Recently on a client site I had to fight the pain of having no way to confirm loss of data integrity when optimizing data types. Due to MySQL’s ability to perform silent conversion of data, when converting a number of columns we enabled sql_mode to catch any truncations as errors.
sql_mode=STRICT_ALL_TABLES
This ensured that should any data truncations occur, an error is thrown not a warning. The following shows an example case study for converting an INT to TINYINT UNSIGNED and shows that without sql_mode silent conversions occur.
mysql> drop schema if exists tmp; Query OK, 25 rows affected (0.40 sec) mysql> create schema tmp; Query OK, 1 row affected (0.01 sec) mysql> use tmp Database changed mysql> create table t1(i1 INT NULL); Query OK, 0 rows affected (0.15 sec) mysql> insert into t1 values(1),(2),(3),(256),(65536),(NULL); Query OK, 6 rows affected (0.06 sec) Records: 6 Duplicates: 0 Warnings: 0 mysql> select * from t1; +-------+ | i1 | +-------+ | 1 | | 2 | | 3 | | 256 | | 65536 | | NULL | +-------+ 6 rows in set (0.03 sec) mysql> set session sql_mode=STRICT_ALL_TABLES; Query OK, 0 rows affected (0.05 sec) mysql> alter table t1 modify i1 TINYINT UNSIGNED NULL; ERROR 1264 (22003): Out of range value for column 'i1' at row 4 mysql> set session sql_mode=''; Query OK, 0 rows affected (0.03 sec) mysql> alter table t1 modify i1 TINYINT UNSIGNED NULL; Query OK, 6 rows affected, 2 warnings (0.07 sec) Records: 6 Duplicates: 0 Warnings: 2 mysql> show warnings; +---------+------+---------------------------------------------+ | Level | Code | Message | +---------+------+---------------------------------------------+ | Warning | 1264 | Out of range value for column 'i1' at row 4 | | Warning | 1264 | Out of range value for column 'i1' at row 5 | +---------+------+---------------------------------------------+ 2 rows in set (0.00 sec) mysql> select * from t1; +------+ | i1 | +------+ | 1 | | 2 | | 3 | | 255 | | 255 | | NULL | +------+ 6 rows in set (0.00 sec)
The process however for the client included converting a number of DATETIME columns to DATE columns.
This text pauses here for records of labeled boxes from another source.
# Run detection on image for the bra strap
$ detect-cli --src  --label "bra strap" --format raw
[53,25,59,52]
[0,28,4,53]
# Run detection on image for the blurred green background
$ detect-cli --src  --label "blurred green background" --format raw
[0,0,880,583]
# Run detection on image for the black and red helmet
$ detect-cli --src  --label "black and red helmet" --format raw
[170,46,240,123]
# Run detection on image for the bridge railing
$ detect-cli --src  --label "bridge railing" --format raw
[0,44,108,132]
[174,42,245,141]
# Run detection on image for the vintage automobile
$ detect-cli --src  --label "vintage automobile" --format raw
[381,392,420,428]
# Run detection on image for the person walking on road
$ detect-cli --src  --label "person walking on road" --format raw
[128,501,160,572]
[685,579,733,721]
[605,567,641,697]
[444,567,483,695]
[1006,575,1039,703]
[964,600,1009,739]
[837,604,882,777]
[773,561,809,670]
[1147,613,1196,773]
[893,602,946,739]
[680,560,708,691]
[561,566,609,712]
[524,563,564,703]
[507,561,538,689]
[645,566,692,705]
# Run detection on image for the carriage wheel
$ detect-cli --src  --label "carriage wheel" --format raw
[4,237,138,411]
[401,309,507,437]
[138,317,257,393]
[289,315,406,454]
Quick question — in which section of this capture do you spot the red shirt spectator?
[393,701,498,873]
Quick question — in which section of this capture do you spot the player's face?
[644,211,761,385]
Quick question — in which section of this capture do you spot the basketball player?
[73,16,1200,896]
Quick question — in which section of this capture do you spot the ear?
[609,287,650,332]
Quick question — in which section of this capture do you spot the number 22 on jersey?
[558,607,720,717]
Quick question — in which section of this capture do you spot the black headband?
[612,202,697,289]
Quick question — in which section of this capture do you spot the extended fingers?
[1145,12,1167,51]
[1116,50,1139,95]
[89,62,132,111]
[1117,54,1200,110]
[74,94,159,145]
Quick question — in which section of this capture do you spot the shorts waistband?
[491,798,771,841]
The input data specification called for the input values to be dates only so storing and using DATETIME was simply a waste of space.
Unfortunately the use of sql_mode didn’t help here, so the combination of changing multiple columns in one time simply meant it was impossible to determine if any truncations occurred.
This combined with the sheer data volume, tables between 10GB – 500GB, with 10 – 100 million rows.
When you see 14+ millions rows modified, 35+million rows and of course SHOW WARNINGS by default only shows a very small number of actual warnings
It is of course impossible to run individual ALTER statements on columns. Of the top 10 tables, excluding the largest, alter times were between 3 and 15 hrs.
The only solution is to run pre SQL checks on the data to search for the boundary conditions manually. This is not the ideal solution for a customer.